[Dev tool] Civilization 4 XML translation tool

dbkblk · Jan 23, 2015

Maybe i'm a bit utopist but, billboards apart, shouldn't is there a better method to support unicode !?

A summary of what we know:
Text import process.
- The executable first lists all the text relative to the tags at the start of the game. (CvXMLLoadUtility::read())
- It imports all the language text, or english by default, into a cached file (memory ?)
- By hijacking importation, we can write files to UTF8 and convert unicode strings to local codepage during reading so the game store local codepage strings.
- All the standard functions render these local CP without the need to change anything else in the code.

Other infos:
- The game renders graphically the CityBillboard (name and current production), so no hope or magic for this.
- Standard text IS NOT rendered by the graphical engine, as we can write any character from the local codepage.
- Base files are written in iso8859-1, which is pretty limited to US and western europe languages.

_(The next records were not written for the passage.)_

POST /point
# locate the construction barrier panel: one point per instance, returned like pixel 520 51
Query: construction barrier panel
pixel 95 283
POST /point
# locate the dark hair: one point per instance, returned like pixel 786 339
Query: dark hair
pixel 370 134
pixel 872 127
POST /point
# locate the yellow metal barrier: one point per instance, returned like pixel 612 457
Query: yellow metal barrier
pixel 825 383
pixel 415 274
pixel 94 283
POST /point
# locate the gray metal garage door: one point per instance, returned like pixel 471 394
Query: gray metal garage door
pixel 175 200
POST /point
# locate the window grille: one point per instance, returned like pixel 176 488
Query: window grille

Now, let's push this a little further.
WHAT IF... *drum rolls* we would rewrite the way it works with the known limits of the game ?
- Store EVERY character as number code (like in ISO8859-1 old method), for example & #1049;, in the xml (just need to modify a bit the xml parser to do this easily).
- The game starts and imports these number suite (we remove the conversion for now).
- Then we create new functions to convert & #1049; into an unicode char, rewrite getText to getUnicodeText and replace all the calls in the DLL codes (and in python, as 2.4 support unicode). If the game outputs ?, that does not necessarily mean that it don't know which char it is, but maybe it don't which one to render. "& # 1 0 4 9" is just a suite of ASCII chars.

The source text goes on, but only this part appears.